Administrators of an instance also have access to the private information of any users that are either registered with that instance or have federated private content to it, so a malicious administrator from either a local or remote instance can read private posts and direct messages if it has been stored onto the instance's database.
Configuration errors and security bugs in server implementations has led to user data either being scraped or modified by attackers. It is worth noting that Mastodon also collects considerably less personal data, compared to other social media platforms, which makes it a lower-value target and reduces potential damage. The creator of Mastodon, Eugen Rochko, argues that these issues do not set it apart from other software products that can be hosted by non-professionals.

Previous issues

In 2023, the Mozilla Foundation contracted cybersecurity firm Cure53 to perform penetration testing on the Mastodon software, in preparation for establishing an instance for the Mozilla community. The testing discovered several vulnerabilities, including one called "TootRoot" that would have enabled arbitrary code execution and another that would have enabled cross-site scripting attacks through oEmbed cards. These vulnerabilities were patched in July 2023.

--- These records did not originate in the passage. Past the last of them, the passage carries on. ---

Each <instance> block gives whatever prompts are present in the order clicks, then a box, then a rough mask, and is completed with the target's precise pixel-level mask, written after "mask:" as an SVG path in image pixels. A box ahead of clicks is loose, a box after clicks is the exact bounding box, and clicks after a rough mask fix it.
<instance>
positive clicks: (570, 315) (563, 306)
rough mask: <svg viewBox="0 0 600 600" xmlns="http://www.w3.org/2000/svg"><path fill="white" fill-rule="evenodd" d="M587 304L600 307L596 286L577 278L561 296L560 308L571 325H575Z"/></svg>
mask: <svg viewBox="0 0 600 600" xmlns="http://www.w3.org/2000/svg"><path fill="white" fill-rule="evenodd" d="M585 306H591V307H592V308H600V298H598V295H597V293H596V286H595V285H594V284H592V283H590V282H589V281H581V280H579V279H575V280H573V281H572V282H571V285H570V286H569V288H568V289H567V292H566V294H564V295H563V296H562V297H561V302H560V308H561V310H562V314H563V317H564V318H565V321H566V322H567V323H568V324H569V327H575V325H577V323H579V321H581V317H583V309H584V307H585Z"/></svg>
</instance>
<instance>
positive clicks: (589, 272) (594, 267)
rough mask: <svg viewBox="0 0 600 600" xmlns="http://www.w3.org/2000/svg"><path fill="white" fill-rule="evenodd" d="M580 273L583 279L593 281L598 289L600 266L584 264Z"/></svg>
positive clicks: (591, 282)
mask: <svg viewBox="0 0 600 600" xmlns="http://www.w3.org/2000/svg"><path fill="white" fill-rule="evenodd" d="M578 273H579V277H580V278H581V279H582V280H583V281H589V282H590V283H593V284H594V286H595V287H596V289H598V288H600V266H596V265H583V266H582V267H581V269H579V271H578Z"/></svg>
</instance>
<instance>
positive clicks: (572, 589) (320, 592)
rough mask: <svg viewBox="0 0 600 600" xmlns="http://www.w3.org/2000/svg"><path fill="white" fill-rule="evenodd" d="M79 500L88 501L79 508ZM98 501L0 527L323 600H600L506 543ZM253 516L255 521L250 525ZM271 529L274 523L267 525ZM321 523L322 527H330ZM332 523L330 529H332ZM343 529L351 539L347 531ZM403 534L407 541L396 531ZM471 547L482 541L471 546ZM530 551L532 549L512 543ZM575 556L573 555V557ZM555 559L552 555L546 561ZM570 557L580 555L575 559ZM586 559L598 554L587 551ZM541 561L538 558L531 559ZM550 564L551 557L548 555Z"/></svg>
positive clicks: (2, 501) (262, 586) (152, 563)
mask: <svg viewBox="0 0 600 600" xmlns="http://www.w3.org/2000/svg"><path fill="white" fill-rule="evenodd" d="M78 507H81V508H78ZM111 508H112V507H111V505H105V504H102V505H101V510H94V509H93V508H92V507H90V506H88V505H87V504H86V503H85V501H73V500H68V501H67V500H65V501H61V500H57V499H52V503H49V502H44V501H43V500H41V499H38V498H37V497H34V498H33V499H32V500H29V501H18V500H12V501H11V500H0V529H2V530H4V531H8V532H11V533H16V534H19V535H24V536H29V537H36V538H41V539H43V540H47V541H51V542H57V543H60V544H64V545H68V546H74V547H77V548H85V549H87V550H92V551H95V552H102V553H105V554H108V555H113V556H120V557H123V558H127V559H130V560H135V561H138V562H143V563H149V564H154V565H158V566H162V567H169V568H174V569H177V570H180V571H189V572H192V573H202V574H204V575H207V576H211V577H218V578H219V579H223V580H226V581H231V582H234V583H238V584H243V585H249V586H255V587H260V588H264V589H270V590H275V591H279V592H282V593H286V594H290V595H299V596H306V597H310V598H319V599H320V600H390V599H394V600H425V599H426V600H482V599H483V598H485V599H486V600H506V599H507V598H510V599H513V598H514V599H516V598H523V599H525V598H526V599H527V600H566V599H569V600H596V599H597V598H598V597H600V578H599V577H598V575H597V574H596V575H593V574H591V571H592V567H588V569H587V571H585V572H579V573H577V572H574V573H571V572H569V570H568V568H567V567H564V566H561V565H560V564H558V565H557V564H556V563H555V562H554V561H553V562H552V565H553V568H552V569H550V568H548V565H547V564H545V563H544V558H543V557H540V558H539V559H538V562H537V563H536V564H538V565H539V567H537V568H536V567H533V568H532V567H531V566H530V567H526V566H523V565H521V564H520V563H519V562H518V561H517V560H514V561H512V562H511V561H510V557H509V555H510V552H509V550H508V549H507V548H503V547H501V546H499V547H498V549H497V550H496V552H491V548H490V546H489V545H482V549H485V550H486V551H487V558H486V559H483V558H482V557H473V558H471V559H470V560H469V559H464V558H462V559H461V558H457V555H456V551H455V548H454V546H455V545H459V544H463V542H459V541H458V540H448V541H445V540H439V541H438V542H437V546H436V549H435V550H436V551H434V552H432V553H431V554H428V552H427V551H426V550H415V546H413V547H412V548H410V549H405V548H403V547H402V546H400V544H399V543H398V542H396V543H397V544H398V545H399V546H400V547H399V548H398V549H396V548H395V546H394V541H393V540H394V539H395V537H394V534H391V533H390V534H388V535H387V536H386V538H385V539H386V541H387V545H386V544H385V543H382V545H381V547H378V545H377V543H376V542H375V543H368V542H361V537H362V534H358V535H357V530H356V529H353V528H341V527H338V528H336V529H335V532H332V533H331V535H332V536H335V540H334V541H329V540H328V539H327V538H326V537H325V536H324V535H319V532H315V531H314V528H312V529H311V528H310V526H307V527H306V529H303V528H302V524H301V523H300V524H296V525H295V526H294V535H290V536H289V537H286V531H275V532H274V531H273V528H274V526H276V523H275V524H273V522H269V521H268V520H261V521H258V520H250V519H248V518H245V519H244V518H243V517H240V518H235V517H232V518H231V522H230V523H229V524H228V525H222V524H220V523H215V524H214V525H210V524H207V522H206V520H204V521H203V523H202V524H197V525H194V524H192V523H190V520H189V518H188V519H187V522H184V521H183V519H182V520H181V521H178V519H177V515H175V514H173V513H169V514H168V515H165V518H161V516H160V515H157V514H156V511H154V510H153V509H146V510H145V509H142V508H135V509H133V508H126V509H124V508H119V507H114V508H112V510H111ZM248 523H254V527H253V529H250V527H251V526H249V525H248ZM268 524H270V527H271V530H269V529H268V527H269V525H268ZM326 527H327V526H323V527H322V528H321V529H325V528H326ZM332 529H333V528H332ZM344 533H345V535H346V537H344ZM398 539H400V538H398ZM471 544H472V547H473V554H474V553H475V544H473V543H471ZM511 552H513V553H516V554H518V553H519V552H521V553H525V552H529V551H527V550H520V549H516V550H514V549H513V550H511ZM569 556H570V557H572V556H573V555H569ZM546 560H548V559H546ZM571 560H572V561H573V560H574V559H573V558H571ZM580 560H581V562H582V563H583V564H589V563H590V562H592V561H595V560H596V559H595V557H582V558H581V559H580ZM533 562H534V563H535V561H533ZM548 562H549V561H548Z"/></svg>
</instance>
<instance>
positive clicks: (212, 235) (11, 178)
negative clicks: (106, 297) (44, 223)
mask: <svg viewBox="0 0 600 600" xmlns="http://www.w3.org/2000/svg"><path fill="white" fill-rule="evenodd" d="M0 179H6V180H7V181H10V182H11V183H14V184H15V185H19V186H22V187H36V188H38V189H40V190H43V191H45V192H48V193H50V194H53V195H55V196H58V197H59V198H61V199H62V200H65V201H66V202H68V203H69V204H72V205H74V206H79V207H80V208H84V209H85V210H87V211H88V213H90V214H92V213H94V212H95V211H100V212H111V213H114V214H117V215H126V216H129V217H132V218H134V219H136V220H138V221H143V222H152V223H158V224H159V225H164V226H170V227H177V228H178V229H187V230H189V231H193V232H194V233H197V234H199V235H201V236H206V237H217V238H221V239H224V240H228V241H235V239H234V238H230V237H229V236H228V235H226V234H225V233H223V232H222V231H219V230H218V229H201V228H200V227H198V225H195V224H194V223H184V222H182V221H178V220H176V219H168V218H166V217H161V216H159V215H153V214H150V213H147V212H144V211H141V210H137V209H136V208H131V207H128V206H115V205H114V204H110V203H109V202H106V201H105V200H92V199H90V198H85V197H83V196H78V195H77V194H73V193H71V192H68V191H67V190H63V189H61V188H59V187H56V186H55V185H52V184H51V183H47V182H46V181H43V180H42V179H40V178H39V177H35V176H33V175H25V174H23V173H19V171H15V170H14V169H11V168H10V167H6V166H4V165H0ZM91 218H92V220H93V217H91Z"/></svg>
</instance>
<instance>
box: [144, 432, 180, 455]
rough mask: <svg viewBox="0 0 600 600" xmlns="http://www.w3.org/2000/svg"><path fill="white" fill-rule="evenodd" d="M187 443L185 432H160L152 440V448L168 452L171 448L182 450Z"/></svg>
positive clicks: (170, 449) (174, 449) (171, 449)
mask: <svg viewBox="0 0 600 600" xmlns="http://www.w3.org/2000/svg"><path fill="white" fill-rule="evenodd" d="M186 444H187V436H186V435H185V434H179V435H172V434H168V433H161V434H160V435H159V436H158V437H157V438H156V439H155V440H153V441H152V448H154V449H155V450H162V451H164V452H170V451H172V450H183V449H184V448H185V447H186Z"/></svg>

Mastodon has been the main suspect in an issue regarding the generation of OpenGraph link previews, wherein the data from the link is not cached by the post and transmitted to other instances. Many instances automatically fetch the preview data as soon as they receive the post, creating an accidental DDoS attack that can temporarily increase the load of a victim's server. A fix to add federation for link previews was planned for 4.3, but has since been delayed for Mastodon 4.4.